Vivek Subbiah: Why Every Rare Cancer Patient Deserves Molecular Profiling?
Vivek Subbiah, Chief of Early-Phase Drug Development at the Sarah Cannon Research Institute, shared a post on X:
“TWEETORIAL/X’torial: Why Every Rare Cancer Patient Deserves Molecular Profiling?
Here’s a shocking fact: Rare cancers make up 25% of ALL cancer cases, yet most patients never get the molecular testing that could save their lives.
In our policy and practice paper – 20th anniversary of (JCO Oncology Practice) Our position. Comprehensive molecular profiling must be standard care for rare cancers.
Title: Imperative of Comprehensive Molecular Profiling as Standard of Care for Patients With Rare Cancers
Authors: Vivek Subbiah, Razelle Kurzrock
Read the Full Article.
The numbers are staggering: ~200 types of rare/ultra-rare cancers exist Rare = <15 per 100,000 people Ultra-rare = <1 per million/year Yet together they affect millions of patients worldwide. Each deserves a fighting chance.
Here’s the game-changer: The FDA has approved 9 tissue-agnostic therapies that work across cancer types based on molecular features, not where the cancer started. But here’s the catch – you can only access them if your tumor gets molecular profiling (NGS).
Title: The evolving landscape of tissue-agnostic therapies in precision oncology
Authors: Vivek Subbiah, Mohamed A. Gouda, Bettina Ryll, Howard A. Burris III, Razelle Kurzrock
Read the Full Article.
The 9 FDA-approved tissue-agnostic therapies include: Larotrectinib/entrectinib for NTRK fusions. Pembrolizumab for MSI-H tumors
Dabrafenib + trametinib for BRAF V600E
Trastuzumab deruxtecan for HER2+ tumors
Without testing = no access. Read further.Why are cancers rare? Often because there’s only one molecular pathway driving them (vs common cancers with multiple drivers). This makes rare cancers especially good candidates for precision therapy – if we know what to target.
Title: Designing Clinical Trials for Patients With Rare Cancers: Connecting the Zebras
Authors: Vivek Subbiah, Megan Othus, Jim Palma, Branko Cuglievan, Razelle Kurzrock
Read the Full Article.
The cruel irony: Traditional drug development fails rare cancer patients because: Too few patients for large trials Limited commercial incentive Poor understanding of biology No standard of care for control arms We need a new approach.
The evidence is mounting: Studies like DRUP, SAMBA-101, I-PREDICT show rare cancer patients benefit from molecular matching at the same rates as common cancers. Clinical benefit rates: ~33% for both rare AND common cancers when matched to therapy.

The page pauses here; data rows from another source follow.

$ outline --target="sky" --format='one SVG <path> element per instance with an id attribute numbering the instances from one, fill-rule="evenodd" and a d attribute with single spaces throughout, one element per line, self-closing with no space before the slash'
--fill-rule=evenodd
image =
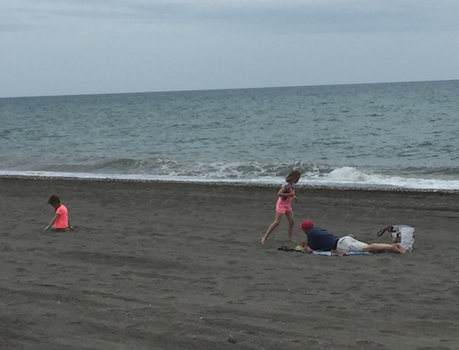
<path id="1" fill-rule="evenodd" d="M 459 79 L 458 0 L 0 0 L 0 97 Z"/>

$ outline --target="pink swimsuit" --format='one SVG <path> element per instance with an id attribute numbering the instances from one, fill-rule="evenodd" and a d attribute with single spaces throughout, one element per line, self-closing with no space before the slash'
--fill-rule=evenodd
<path id="1" fill-rule="evenodd" d="M 285 186 L 287 186 L 290 191 L 286 191 L 287 193 L 291 193 L 293 192 L 294 194 L 295 189 L 292 185 L 288 183 L 284 184 Z M 293 200 L 294 196 L 287 197 L 284 198 L 283 197 L 279 197 L 278 198 L 278 202 L 275 203 L 275 211 L 280 214 L 285 214 L 287 212 L 292 211 L 292 201 Z"/>

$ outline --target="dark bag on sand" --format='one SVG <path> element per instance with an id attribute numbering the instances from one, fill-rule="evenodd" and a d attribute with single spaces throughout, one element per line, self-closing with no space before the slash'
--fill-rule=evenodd
<path id="1" fill-rule="evenodd" d="M 415 228 L 409 225 L 392 225 L 379 230 L 378 237 L 384 232 L 388 232 L 392 237 L 392 243 L 399 243 L 407 251 L 411 253 L 415 245 Z"/>

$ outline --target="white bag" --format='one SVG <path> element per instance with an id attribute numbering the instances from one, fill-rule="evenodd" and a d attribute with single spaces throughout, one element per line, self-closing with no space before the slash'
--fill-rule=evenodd
<path id="1" fill-rule="evenodd" d="M 392 237 L 392 243 L 400 243 L 407 251 L 411 253 L 415 245 L 415 228 L 409 225 L 392 225 L 379 230 L 378 236 L 388 232 Z"/>

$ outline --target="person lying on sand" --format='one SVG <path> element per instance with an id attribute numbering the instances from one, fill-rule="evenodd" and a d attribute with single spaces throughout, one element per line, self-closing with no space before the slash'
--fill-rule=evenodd
<path id="1" fill-rule="evenodd" d="M 306 234 L 308 247 L 314 251 L 345 252 L 374 252 L 391 251 L 403 253 L 406 250 L 398 243 L 373 243 L 368 244 L 356 239 L 352 235 L 338 237 L 326 229 L 315 227 L 311 220 L 304 220 L 299 227 Z M 307 248 L 306 248 L 307 250 Z"/>

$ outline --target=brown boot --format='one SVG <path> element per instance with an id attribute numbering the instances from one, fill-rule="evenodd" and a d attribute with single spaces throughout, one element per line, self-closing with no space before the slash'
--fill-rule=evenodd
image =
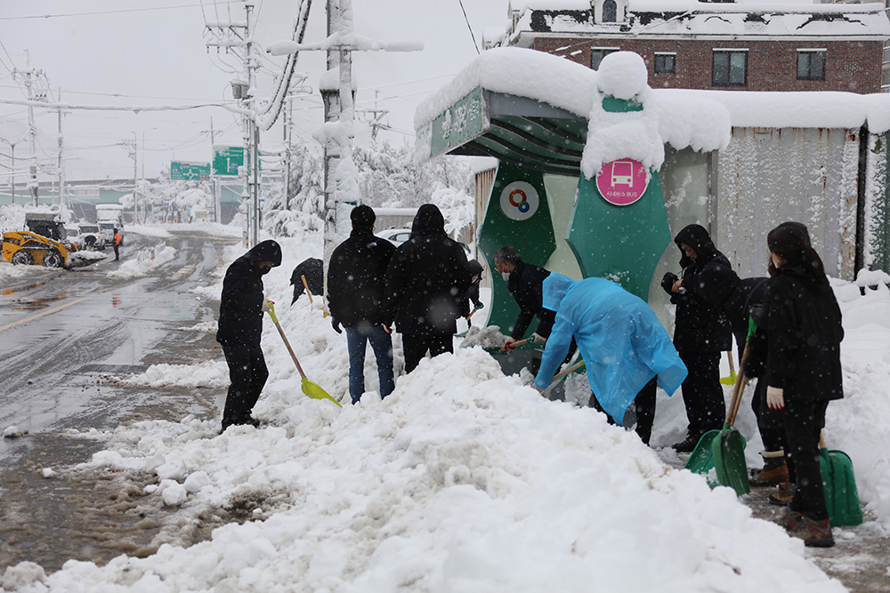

But isn’t molecular testing expensive?” Nope! Costs have plummeted. Studies show precision medicine approaches result in: 22% lower costs 1.3 years longer survival It’s actually more expensive not to test.
Current reality check: Even for lung cancer with 10 known targets, NGS utilization is shockingly low. For rare cancers? Even worse due to: Limited awareness Inconsistent guidelines Access disparities Reimbursement challenges.
Professional guidelines exist but they’re: Complex and inconsistent Leave most rare cancers “orphaned” Create confusion for oncologists We need harmonized, clear guidance: Test all rare cancers.
Success stories matter: Some patients with MSI-H or high TMB tumors achieve long-term complete remissions – essentially cures – even with metastatic disease. These outcomes are only possible with molecular profiling.
What should happen at diagnosis for every rare cancer patient: Comprehensive NGS (mutations + fusions) HER2 testing by IHC Germline testing when indicated Results reviewed by molecular tumor board This should be standard, not optional.
Title: Universal Germline and Tumor Genomic Testing Needed to Win the War Against Cancer: Genomics Is the Diagnosis
Authors: Vivek Subbiah, Razelle Kurzrock,
Read the Full Article.
The bigger picture: Collecting molecular data from rare cancer patients:
Advances our understanding. Drives research for new therapies. Helps future patients. Builds the learning healthcare system we need. Every test matters.Bottom line: Comprehensive molecular profiling isn’t just “nice to have” – it’s an imperative for rare cancer patients. It’s their pathway to: Accurate diagnosis. Targeted therapies. Clinical trials. Hope for better outcomes.
Call to action: Oncologists: Order NGS for ALL rare cancer patients Payers: Cover comprehensive profiling Patients/families: Advocate for testing Researchers: Continue building the evidence Every rare cancer patient deserves precision medicine.”